Merck CEO Pulls Out of Trump Panel Over Charlottesville

CHARLOTTESVILLE, Va. (Reuters) -
In this file photo, President Donald Trump (L) speaks during a meeting with manufacturing executives at the White House in Washington, including Merck CEO Kenneth Frazier (C) and Ford CEO Mark Fields. (AP Photo/Evan Vucci, File)

Merck’s chief executive resigned on Monday from a business panel led by President Donald Trump, citing a need for leadership countering bigotry in a strong rebuke to the president over his response to a violent white nationalist rally in Virginia.

The departure of Kenneth Frazier from the president’s American Manufacturing Council added to a storm of criticism of President Trump over his handling of Saturday’s violence in Charlottesville, in which a woman was killed when a man drove his car into a group of counter-protesters.

Frazier did not name President Trump or criticize him directly in a statement posted on the pharmaceutical company’s Twitter account, but the rebuke was implicit.

“America’s leaders must honor our fundamental values by clearly rejecting expressions of hatred, bigotry and group supremacy,” said Frazier, who is black.

President Trump immediately hit back, referring to a longstanding gripe about expensive drugs.

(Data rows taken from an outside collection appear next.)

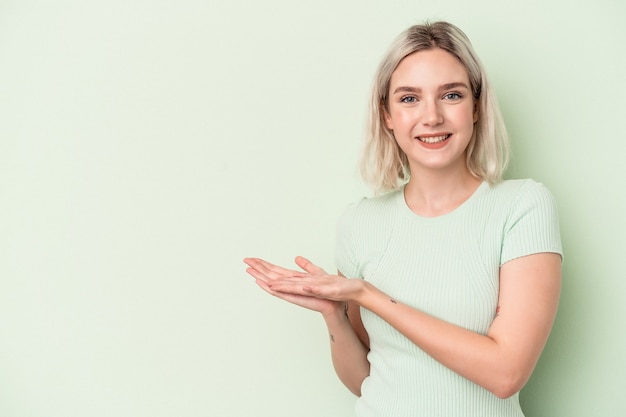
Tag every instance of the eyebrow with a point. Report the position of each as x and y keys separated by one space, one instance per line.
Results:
x=448 y=86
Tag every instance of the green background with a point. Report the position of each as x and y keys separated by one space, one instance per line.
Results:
x=146 y=147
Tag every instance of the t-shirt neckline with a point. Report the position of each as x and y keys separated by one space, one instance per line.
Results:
x=404 y=207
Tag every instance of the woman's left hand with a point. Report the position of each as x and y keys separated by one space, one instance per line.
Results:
x=315 y=283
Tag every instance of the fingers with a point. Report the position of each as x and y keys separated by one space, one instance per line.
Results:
x=308 y=266
x=267 y=269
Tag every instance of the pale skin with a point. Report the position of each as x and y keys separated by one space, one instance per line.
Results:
x=429 y=98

Now that he had left the panel, Frazier would have more time to focus on lowering “ripoff” drug prices, Trump said in a Twitter post.

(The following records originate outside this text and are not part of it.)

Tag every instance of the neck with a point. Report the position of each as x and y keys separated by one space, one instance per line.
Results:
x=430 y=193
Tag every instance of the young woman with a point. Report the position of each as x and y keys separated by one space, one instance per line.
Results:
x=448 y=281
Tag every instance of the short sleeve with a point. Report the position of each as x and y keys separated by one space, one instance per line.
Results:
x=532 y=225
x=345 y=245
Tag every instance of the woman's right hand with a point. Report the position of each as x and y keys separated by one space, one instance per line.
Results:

The outrage over Trump’s reaction to the Charlottesville violence was for comments on Saturday in which he denounced what he called “this egregious display of hatred, bigotry and violence on many sides.”

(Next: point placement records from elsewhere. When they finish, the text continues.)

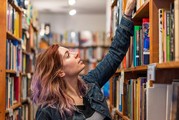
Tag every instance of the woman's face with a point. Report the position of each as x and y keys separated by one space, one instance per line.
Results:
x=72 y=64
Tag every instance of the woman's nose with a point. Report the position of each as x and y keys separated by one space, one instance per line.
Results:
x=75 y=54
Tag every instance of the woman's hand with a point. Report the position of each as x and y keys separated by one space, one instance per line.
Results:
x=130 y=7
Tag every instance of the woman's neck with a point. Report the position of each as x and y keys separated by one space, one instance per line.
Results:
x=72 y=86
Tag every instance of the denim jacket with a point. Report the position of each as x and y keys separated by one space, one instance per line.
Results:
x=99 y=76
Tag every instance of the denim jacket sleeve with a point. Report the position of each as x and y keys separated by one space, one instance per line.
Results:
x=107 y=67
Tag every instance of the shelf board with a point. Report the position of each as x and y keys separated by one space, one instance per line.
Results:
x=17 y=8
x=25 y=52
x=25 y=101
x=15 y=106
x=11 y=71
x=168 y=65
x=114 y=4
x=10 y=36
x=125 y=118
x=133 y=69
x=85 y=47
x=142 y=12
x=120 y=114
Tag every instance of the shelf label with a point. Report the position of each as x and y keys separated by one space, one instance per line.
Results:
x=28 y=75
x=10 y=112
x=151 y=72
x=17 y=73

Under pressure to take an unequivocal stand against right-wing extremists who occupy a loyal segment of President Trump’s political base, the administration sought to sharpen its message on Sunday.

The White House issued a statement insisting President Trump was condemning “all forms of violence, bigotry and hatred, and of course that includes white supremacists, KKK, neo-Nazi, and all extremist groups.” Vice President Mike Pence also denounced such groups on Sunday.

President Trump’s attorney general, Jeff Sessions, tried to defend the president over his reaction, appearing on a series of morning talk shows on Monday.

Asked about the president’s words and lack of direct condemnation of white nationalist groups, Sessions defended Trump’s statement and said he expected him to address the incident again later on Monday.

Trump was scheduled to meet with Sessions and FBI Director Christopher Wray on Monday morning to discuss the Charlottesville incident, the White House said in a statement.